The term is not new, but with the passage of time its definition has grown significantly over the last 10 years. Numerous books have been written on it. Conferences around the world base themselves on it. Vendors use it to describe their tech products. And recruiters regularly add it to job descriptions to attract any candidate ranging from Systems Administrators to “full stack” Developers.

In simple terms — it means a lot of things. But at its core DevOps is about adopting a delivery culture and breaking down traditional IT silos (such as Development and Operations) to blend skills, work practices and processes.

The ultimate goals are:

  • growing people skills and capabilities
  • promoting small, autonomous teams that own what they build from end-to-end
  • delivering product to market faster
  • being more adaptable and flexible to change,
  • and producing outcomes of higher quality.

In other words… DevOps is not about a specific team of individuals, a job title, or a product. DevOps is all about your culture. And your culture is unique — remember that

Adopting a DevOps culture is valuable

Here is what we observed as skills and capabilities flowed between Development and Operations.

Operations into Development

Development teams now support what they build, define their own operational metrics and handle their own incident management activities. The development of continuous delivery pipelines and the ability to deploy in real-time during the day has been a huge win in this area. Also it was the development teams that drove the adoption of tools like PagerDuty — not Operations — as they looked to use tools that made more sense to them.

Development into Operations

Implementing software engineering practices into our Platform Engineering team over the last two years has improved our systems automation, coded our infrastructure and improved legacy system reliability. Importantly, the distinction between what was once two very separate role entities (Development and Operations) has evaporated in many of the roles the team now performs.

Or to put it another way, 4 years ago we deployed to production less than 5 times a month, now we average 800 times. The approach has clearly delivered a lot of value

The change process

During the last 12 months, we’ve been repeatedly asking ourselves this question — “If all of our development teams adopt and follow the practices championed by what is generally considered “DevOps”, where does that leave a team called DevOps in name? What is the actual value it is providing? And do we even need one at all?”

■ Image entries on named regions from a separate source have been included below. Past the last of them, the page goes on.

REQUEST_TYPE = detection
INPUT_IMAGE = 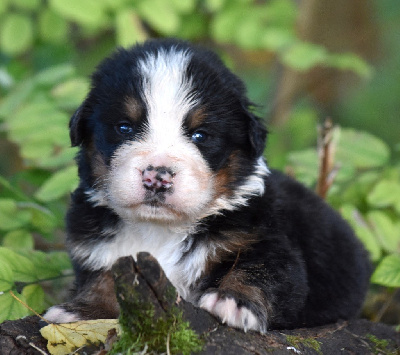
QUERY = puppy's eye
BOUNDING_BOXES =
[115,123,133,136]
[191,131,208,143]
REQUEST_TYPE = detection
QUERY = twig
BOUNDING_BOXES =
[316,118,339,199]
[8,290,50,324]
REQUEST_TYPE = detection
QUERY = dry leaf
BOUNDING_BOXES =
[40,319,121,355]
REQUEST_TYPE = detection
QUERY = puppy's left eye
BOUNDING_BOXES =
[191,131,208,143]
[115,123,133,136]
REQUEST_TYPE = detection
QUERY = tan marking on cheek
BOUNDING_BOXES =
[86,141,109,187]
[215,152,239,198]
[187,107,207,130]
[124,96,143,122]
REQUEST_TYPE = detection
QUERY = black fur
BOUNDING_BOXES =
[44,40,370,331]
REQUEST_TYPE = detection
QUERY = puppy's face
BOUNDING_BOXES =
[70,42,266,224]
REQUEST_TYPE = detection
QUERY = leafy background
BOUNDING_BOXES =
[0,0,400,324]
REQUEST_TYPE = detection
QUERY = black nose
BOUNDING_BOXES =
[142,165,175,193]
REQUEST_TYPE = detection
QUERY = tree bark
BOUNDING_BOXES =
[0,253,400,355]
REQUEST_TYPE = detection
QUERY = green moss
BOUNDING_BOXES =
[366,334,398,355]
[110,304,203,354]
[286,335,322,354]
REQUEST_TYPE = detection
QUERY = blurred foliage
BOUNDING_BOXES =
[0,0,400,321]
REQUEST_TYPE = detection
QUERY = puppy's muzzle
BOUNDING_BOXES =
[142,165,175,194]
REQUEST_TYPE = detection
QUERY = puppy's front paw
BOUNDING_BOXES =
[43,306,81,323]
[199,292,267,333]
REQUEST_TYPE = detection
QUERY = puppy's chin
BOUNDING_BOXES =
[113,202,192,224]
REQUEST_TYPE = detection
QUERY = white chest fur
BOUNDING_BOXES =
[73,222,210,300]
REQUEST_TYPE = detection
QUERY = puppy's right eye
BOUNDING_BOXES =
[115,123,133,136]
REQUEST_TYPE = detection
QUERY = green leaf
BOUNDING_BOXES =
[0,259,14,292]
[0,247,37,282]
[0,13,34,55]
[115,9,147,47]
[0,199,31,231]
[12,0,41,11]
[35,165,78,202]
[30,208,58,237]
[288,149,318,187]
[0,292,29,323]
[340,204,382,261]
[22,285,45,313]
[33,63,75,86]
[259,27,296,51]
[49,0,106,28]
[210,3,243,42]
[0,0,9,14]
[3,229,34,250]
[367,211,400,253]
[39,9,68,43]
[204,0,227,12]
[281,42,328,71]
[171,0,196,14]
[0,79,35,119]
[20,250,72,280]
[367,179,400,207]
[235,12,265,49]
[371,254,400,287]
[137,0,180,35]
[328,53,373,79]
[336,129,390,169]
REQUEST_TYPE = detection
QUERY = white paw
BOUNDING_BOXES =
[199,292,267,333]
[43,306,81,323]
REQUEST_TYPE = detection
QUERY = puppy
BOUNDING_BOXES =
[45,40,370,332]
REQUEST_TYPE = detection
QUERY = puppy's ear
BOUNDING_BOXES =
[247,111,268,157]
[69,101,87,147]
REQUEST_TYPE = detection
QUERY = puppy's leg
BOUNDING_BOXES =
[198,242,308,333]
[43,271,119,323]
[199,271,271,333]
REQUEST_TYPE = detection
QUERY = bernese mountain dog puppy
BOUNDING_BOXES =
[45,40,370,333]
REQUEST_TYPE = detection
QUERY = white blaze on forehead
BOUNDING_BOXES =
[139,48,197,148]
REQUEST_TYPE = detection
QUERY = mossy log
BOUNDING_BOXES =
[0,253,400,355]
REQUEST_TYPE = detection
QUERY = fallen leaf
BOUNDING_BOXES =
[40,319,121,355]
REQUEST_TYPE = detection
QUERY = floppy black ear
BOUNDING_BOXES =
[69,101,89,147]
[248,112,268,157]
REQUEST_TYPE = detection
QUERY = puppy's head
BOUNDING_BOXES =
[70,41,267,224]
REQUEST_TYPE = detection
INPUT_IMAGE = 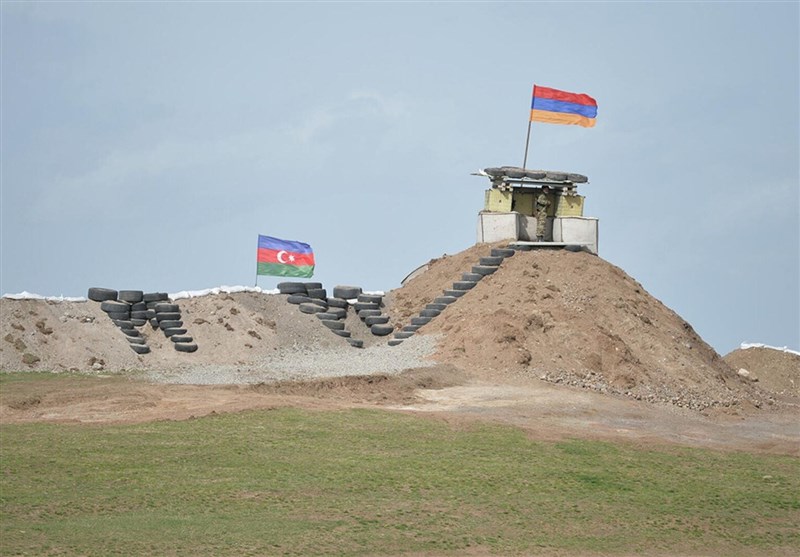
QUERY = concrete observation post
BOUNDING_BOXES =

Changing teams, teams with culture, history and purpose is complex, time-consuming and important to get right. It requires understanding the value that your team already provides, the improvements your stakeholders want, and how to continue to provide value to your organisation

Most importantly, transparency should be employed throughout the entire process so everyone is acutely aware of what is happening.

No-one likes surprises.

It starts with analysis

We analysed what we needed to do:

  1. Understand exactly what our team does now i.e. how do we see ourselves?
  2. Interview a broad range of stakeholders to determine the value we provide to them and where could we improve i.e. how do others see us?
  3. Draw conclusions and use this as input for a strategy to develop objectives, guiding principles and actions to implement, measure and continuously refine i.e. know what we are and what we want to be

Understanding what we do

  • Provide on-demand — and in a few areas — dedicated support to product- focused, software delivery teams
  • Provide on-demand support for operational support and shared service teams such as Security, Infrastructure and Network/Systems engineering
  • Provide incident response and first level support for systems still in our Data Centre and AWS
  • Build systems and services that can be used by all delivery teams in AWS. e.g. routing solutions, new account provisioning, cost management and infrastructure API’s.
  • Continuous improvement and automation of existing infrastructure and the support/enhancement of non-production systems such as build and deployment tooling

But knowing how others see our value was an interesting exercise

Identifying stakeholders

For our team, these were many. Ranging from developers, architects, delivery managers, senior managers, finance teams, infrastructure, and security teams. In total we invited 20 people to participate in mixed round-table discussions.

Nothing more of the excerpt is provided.